Roma, 04 Giu. – “Circa 200 detenuti della seconda sezione del carcere genovese di Marassi si sono portati al piano terra e starebbero vandalizzando i locali nell’intento di regolare i conti con altri reclusi, pare 6, che nei giorni scorsi avrebbero violentato sessualmente un altro ristretto, per il quale ieri sera sarebbe sato necessario l’accompagnamento presso l’ospedale cittadino per le cure del caso. La Polizia penitenziaria, già stremata nelle forze e mortificata nel morale, sta cercando con non poche difficoltà di contenere i tumulti, in attesa di rinforzi. Tutto questo è il segno tangibile dello stato di degrado delle carceri, che non può essere affrontato con interventi meramente repressivi, come l’introduzione del reato ‘impossibile’ di rivolta, ma agendo soprattutto sulla prevenzione attraverso l’umanizzazione delle condizioni di lavoro degli operatori e della detenzione”.
Lo dichiara Gennarino De Fazio, Segretario Generale della UILPA Polizia Penitenziaria.
“Con 16mila detenuti oltre i posti disponibili, omicidi, suicidi, violenze di ogni tipo, stupri e molto altro ancora in carcere non c’è un ordine, inteso come ordinato svolgimento delle normali attività nell’alveo dell’ordinamento giuridico dello Stato, a cui potersi rivoltare, da qui l’’impossibilità’ del reato.

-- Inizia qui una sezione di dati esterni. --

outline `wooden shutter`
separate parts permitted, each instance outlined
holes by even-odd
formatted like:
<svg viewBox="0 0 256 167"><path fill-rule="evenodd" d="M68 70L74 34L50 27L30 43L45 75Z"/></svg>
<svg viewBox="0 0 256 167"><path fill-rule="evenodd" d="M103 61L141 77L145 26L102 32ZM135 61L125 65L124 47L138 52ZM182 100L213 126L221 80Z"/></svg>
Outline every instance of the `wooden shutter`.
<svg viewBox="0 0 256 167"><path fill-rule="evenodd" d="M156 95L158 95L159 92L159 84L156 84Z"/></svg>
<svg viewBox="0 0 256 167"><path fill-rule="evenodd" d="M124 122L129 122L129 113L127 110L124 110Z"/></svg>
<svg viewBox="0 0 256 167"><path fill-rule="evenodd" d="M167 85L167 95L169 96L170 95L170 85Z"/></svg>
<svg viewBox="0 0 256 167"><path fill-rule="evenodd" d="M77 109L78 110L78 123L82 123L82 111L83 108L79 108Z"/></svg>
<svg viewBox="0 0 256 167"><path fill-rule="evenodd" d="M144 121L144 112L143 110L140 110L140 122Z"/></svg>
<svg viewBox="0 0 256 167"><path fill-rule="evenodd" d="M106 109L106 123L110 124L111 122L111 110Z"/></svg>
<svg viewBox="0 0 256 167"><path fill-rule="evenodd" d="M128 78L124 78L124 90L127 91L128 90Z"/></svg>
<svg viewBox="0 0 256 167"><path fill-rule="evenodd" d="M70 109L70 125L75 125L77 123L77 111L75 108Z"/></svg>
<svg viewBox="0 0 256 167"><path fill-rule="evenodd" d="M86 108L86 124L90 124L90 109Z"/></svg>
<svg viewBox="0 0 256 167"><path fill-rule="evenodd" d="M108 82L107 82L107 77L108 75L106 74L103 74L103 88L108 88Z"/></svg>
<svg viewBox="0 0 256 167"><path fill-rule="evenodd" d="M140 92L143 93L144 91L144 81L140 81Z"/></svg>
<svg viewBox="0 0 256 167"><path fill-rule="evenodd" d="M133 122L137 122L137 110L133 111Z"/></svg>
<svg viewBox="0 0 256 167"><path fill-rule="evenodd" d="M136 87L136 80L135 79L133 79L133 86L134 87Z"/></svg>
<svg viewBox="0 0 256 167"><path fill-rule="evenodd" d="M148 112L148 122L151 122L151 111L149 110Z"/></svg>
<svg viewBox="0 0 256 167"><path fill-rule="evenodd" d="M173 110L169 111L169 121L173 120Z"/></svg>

Peraltro, dopo l’entrata in vigore del decreto sicurezza, oggi approvato in via definitiva dal Senato, i disordini nelle carceri sono persino aumentati. Non vogliamo attribuire a questo un nesso di causa ed effetto, ma di certo possiamo affermare senza tema di smentita che, almeno sinora, non ha funzionato neppure come effetto deterrente”, evidenzia il Segretario della UILPA PP.
“Serve subito deflazionare la densità detentiva, far cessare il caporalato di stato che si realizza con il trattenimento in servizio di poliziotti penitenziari anche per 26 ore continuative, come accaduto per esempio al carcere romano di Regina Coeli fra l’11 e il 12 maggio, rimpinguando compiutamente organici mancanti di 18mila agenti ed evitando che le pochissime assunzioni aggiuntive, 133 negli ultimi due anni e mezzo a fronte di oltre 6mila detenuti in più, finiscano negli uffici ministeriali. Va poi assicurata l’assistenza sanitaria e necessita riformare l’intero sistema. L’estate non è ancora iniziata, ma il clima nelle prigioni è già rovente”, conclude De Fazio.
Aggiornamento ore 15.40:
Grazie all’intervento di oltre 100 agenti della Polizia penitenziaria, molti dei quali provenienti da altre carceri liguri, sono da poco rientrati i disordini alla Casa Circondariale di Genova Marassi.
Un agente sarebbe rimasto lievemente ferito, mentre non vi sarebbero contusi fra i detenuti. Ingenti invece sarebbero i danni al piano terra della seconda sezione, che comprende anche aule scolastiche.
Sarebbero ancora in corso le operazioni per rimettere in sicurezza il penitenziario.